Stando alle malcerte statistiche, mezzo miliardo di persone sarebbe stata contagiata dal morbo, la cui estensione geografica spaziò dalle isole della micronesia ai territori del Circolo Polare Artico. Né prima né dopo di allora l’umanità ha conosciuto un simile flagello. A dire quale sia stato il ruolo della globalizzazione, basta ricordare che la pandemia influenzale del 2009, la cosiddetta “febbre suina”, ha contagiato circa mezzo milione di individui, con circa 6mila morti. Il ceppo del virus (tipo A, sottotipo N1H1) era lo stesso della Spagnola.

Sempre parlando di globalizzazione, la pandemia colpì anche luoghi insospettabili dal punto di vista della loro apertura al mondo.

Fra le vittime della Spagnola, per esempio, ci fu Lucia Raffa, una giovane donna e madre sconosciuta ai più, il cui cognome forse rammemorerà ai foggiani una via periferica intitolata a un eroe della Grande Guerra (che era suo fratello o forse suo cugino Vito). Per me non era una donna qualsiasi, però.
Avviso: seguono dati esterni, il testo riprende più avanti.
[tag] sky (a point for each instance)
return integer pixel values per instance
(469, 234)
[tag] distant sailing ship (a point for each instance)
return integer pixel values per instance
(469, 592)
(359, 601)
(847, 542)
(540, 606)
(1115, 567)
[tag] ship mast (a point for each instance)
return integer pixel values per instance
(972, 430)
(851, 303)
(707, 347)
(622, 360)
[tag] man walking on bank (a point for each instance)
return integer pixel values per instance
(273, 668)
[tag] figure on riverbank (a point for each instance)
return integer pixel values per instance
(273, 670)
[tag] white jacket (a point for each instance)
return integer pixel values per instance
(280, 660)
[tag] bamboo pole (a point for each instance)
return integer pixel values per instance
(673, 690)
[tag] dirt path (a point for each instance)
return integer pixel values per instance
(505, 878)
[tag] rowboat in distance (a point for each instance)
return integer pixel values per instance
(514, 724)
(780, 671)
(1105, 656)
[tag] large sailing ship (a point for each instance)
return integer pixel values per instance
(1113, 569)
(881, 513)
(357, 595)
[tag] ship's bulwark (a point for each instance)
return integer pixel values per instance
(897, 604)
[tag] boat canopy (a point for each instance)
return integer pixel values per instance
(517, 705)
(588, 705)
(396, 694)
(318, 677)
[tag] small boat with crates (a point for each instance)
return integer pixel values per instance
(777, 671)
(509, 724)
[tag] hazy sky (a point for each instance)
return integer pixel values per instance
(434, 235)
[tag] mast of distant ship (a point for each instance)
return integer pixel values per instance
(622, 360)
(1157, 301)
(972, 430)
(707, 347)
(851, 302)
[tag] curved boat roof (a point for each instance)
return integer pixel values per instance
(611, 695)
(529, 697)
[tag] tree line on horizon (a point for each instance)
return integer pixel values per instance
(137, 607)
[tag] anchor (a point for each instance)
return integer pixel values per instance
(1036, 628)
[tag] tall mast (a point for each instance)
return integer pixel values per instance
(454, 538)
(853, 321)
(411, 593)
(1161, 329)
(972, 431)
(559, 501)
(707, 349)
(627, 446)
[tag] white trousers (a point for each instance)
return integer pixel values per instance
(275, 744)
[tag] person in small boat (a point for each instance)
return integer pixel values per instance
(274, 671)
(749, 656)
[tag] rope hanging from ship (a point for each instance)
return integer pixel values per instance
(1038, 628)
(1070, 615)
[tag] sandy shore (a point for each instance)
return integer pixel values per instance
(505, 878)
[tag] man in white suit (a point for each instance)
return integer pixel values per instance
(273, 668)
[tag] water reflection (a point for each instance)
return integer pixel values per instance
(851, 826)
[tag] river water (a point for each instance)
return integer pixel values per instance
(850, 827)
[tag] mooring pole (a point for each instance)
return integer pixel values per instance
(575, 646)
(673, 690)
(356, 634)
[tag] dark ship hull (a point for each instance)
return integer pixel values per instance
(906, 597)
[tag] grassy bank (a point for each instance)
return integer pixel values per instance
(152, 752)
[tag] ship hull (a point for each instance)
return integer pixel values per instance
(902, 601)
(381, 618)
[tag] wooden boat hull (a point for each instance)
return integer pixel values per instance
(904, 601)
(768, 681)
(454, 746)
Era mia nonna, la madre di mio padre, e viveva a Sant’Agata di Puglia, sui crinali nei quali la Daunia cede il passo all’Irpinia. Lucia, che com’era d’uso ha trasmesso il suo nome alla mia sorella primogenita, era di Accadia, e aveva seguito suo marito, Francesco, nel Paese della Pretura dove mio nonno svolgeva il suo ufficio di magistrato. Mio padre aveva circa due anni e mezzo quando lei morì e mi ha sempre detto di non ricordarne il viso (noi lo conoscevamo attraverso una di quelle foto di un tempo, perfette nel loro bianco e nero).

Rimasto vedovo, condizione che all’epoca destava un’educata riprovazione, mio nonno sposò la sorella minore di lei, Enrichetta, a cui devo a mia volta il mio nome. Più che all’amore, la scelta penso fosse dovuta all’opportunità di non dividere i fondi e i vigneti delle rispettive famiglie. La Spagnola passò, la guerra finì. Il genere umano uscì dai rifugi mentali e fisici che aveva allestito e tornò a credersi padrone del mondo, come sempre. Fino alla successiva asiatica, aviaria o simili che torni a ricordargli la sua precaria condizione. I nostri organismi e le nostre società affrontano il Covid-19 con risorse ed energie ben superiori a quelli di cent’anni fa. Ma il nostro animo e il nostro cervello non sono cambiati poi molto.